KNOXVILLE — Clark T. “Sandy” Randt Jr., former U.S. ambassador to the People’s Republic of China, will speak about evolving relations between the U.S. and China on Friday, Oct. 30, at the University of Tennessee, Knoxville.
Free and open to the public, the event will begin at 7:30 p.m. in the Toyota Auditorium at the Howard H. Baker Jr. Center for Public Policy, 1640 Cumberland Ave.
“We are fortunate that Sen. Howard Baker, who served as the U.S. ambassador to Japan, has invited such a distinguished diplomat as Sandy Randt to come to the Baker Center and share with us his thoughts about America’s past and the future relationships with the People’s Republic of China,” said Carl Pierce, interim director of the Baker Center. “It is an extremely important topic.”
The title of Randt’s lecture will be “Tectonic Shift: China’s Rise and the Changing World Order.”
Randt was sworn in as U.S. ambassador to China on July 17, 2001, and served until his retirement from the foreign service on Jan. 20, 2009. A lawyer fluent in Chinese Mandarin, he has lived and worked in Asia for more than 30 years, and has been traveling to China on business for more than 30 years. Between 1982 and 1984, he served as first secretary and commercial attaché at the U.S. Embassy in Beijing. Subsequently he lived in Hong Kong and was a partner with the international law firm of Shearman and Sterling, where he headed the firm’s substantial China practice. A member of the New York and Hong Kong bars, Randt is a recognized expert on Chinese law. He also is a former governor and first vice president of the American Chamber of Commerce in Hong Kong and is a member of the American Bar Association, the American Society of International Law and the Hong Kong Law Society.
Randt graduated from Yale University in 1968. Upon graduation he served in the U.S. Air Force Security Service from 1968 to 1972, and in 1974, he worked as the China representative of the National Council for the United States China Trade. Randt received his law degree from the University of Michigan in 1975, and attended the Harvard Law School where he was awarded the East Asia Legal Studies Traveling Fellowship to China.
Since retiring from the Foreign Service, he has returned to Hong Kong, where he now runs his own consulting company and serves as director of Valmont Industries.

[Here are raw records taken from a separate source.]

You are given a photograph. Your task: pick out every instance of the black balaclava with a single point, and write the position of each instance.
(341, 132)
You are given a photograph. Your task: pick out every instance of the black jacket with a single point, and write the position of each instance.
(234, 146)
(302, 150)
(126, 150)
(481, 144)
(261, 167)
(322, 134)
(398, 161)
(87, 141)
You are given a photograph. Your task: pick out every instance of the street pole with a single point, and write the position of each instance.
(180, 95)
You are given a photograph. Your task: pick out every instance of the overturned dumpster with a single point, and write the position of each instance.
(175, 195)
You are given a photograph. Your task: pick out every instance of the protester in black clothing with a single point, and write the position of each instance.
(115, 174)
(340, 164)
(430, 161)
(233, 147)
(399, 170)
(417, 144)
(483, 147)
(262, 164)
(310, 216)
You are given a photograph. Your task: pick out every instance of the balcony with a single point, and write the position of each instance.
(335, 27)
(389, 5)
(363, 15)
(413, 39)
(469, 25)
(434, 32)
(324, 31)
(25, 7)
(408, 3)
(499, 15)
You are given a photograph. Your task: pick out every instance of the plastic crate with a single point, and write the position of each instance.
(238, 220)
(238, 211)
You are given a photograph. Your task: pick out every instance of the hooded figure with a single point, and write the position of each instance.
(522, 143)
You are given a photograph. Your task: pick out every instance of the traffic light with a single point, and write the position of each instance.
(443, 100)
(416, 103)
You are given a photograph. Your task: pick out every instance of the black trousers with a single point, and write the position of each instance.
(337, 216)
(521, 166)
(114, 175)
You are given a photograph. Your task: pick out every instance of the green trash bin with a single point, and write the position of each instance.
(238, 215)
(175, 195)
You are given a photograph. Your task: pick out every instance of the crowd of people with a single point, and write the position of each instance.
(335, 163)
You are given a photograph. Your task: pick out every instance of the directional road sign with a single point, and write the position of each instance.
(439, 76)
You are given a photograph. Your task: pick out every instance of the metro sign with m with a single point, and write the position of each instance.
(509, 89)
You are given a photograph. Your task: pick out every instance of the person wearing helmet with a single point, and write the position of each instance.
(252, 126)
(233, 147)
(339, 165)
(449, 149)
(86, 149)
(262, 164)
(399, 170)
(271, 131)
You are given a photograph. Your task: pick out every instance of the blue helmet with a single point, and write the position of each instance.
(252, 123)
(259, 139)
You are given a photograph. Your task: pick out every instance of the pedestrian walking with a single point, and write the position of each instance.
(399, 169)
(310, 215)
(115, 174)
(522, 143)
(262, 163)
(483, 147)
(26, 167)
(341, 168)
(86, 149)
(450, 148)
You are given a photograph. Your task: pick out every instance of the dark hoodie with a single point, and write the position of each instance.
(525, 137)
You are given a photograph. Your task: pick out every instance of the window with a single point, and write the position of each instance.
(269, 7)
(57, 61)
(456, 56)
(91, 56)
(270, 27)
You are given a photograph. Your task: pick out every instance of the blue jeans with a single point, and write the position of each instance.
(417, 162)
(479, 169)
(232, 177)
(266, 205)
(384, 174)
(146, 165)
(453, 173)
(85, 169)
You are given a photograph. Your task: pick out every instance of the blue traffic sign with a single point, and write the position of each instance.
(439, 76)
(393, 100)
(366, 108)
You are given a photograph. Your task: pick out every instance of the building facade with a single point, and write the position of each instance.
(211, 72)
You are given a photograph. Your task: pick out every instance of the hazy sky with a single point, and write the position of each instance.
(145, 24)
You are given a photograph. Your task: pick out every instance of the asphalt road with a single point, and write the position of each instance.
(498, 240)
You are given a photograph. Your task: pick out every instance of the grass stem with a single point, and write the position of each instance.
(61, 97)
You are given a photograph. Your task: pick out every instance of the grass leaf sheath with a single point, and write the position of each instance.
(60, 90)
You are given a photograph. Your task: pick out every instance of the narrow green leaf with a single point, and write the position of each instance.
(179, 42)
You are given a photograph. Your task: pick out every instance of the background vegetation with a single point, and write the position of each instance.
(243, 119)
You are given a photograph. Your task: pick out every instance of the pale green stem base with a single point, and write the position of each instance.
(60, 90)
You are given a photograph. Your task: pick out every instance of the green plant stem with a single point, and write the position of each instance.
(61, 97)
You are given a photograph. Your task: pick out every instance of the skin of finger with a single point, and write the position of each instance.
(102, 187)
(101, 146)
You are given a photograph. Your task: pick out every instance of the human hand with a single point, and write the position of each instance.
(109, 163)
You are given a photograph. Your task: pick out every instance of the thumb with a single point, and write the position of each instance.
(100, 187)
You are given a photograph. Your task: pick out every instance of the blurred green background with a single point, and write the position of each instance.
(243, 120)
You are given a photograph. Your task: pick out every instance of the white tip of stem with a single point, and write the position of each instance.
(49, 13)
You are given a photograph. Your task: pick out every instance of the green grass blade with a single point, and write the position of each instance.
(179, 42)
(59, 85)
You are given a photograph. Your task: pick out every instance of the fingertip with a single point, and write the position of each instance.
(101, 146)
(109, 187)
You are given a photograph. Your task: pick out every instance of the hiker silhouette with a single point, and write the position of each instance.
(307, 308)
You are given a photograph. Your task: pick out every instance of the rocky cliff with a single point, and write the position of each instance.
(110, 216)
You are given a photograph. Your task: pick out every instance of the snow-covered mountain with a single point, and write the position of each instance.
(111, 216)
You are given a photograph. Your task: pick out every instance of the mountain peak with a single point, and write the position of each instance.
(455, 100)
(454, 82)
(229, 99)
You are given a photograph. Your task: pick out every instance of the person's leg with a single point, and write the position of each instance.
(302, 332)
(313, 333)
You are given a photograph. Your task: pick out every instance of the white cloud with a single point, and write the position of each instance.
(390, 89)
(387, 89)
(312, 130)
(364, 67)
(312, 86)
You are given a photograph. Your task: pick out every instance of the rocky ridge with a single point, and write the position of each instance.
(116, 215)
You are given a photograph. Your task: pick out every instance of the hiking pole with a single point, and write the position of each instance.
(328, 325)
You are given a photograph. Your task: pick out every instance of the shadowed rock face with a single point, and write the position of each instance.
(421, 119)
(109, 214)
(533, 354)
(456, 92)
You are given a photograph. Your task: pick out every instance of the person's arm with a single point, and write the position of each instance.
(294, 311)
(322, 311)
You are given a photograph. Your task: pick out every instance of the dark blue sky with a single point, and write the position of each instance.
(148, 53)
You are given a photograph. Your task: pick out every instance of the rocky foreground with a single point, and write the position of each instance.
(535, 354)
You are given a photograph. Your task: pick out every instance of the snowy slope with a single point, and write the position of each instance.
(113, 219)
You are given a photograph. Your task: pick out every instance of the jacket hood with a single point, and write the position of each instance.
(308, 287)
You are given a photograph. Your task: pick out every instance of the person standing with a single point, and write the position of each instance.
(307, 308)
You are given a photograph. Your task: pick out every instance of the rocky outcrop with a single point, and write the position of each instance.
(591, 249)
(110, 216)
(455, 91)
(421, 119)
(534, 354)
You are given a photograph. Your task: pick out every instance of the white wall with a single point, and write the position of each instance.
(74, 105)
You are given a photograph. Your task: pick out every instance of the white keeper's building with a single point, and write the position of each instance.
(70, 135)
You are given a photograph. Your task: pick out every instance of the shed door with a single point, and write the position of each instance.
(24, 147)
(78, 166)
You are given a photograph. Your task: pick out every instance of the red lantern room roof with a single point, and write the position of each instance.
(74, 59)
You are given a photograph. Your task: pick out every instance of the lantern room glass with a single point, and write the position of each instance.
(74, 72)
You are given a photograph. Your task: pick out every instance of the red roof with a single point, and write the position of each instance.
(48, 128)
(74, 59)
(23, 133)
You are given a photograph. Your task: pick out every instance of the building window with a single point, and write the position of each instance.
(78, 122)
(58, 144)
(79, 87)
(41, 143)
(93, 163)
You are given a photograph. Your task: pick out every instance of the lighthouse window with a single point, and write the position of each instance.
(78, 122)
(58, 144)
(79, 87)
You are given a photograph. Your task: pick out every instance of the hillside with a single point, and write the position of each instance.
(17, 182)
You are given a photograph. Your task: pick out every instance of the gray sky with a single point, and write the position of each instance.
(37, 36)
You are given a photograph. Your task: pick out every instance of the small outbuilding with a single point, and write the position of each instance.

The Baker Center, which opened at UT in 2003, develops programs and promotes research to further the public’s knowledge of our system of governance, and to highlight the critical importance of public service, a hallmark of Sen. Baker’s career.
The Baker Center’s facility includes a museum that tells the story of how government works using Sen. Baker’s life as a backdrop. It also houses the Modern Political Archives, which hold more than 200 collections of political papers from prominent Tennessee leaders.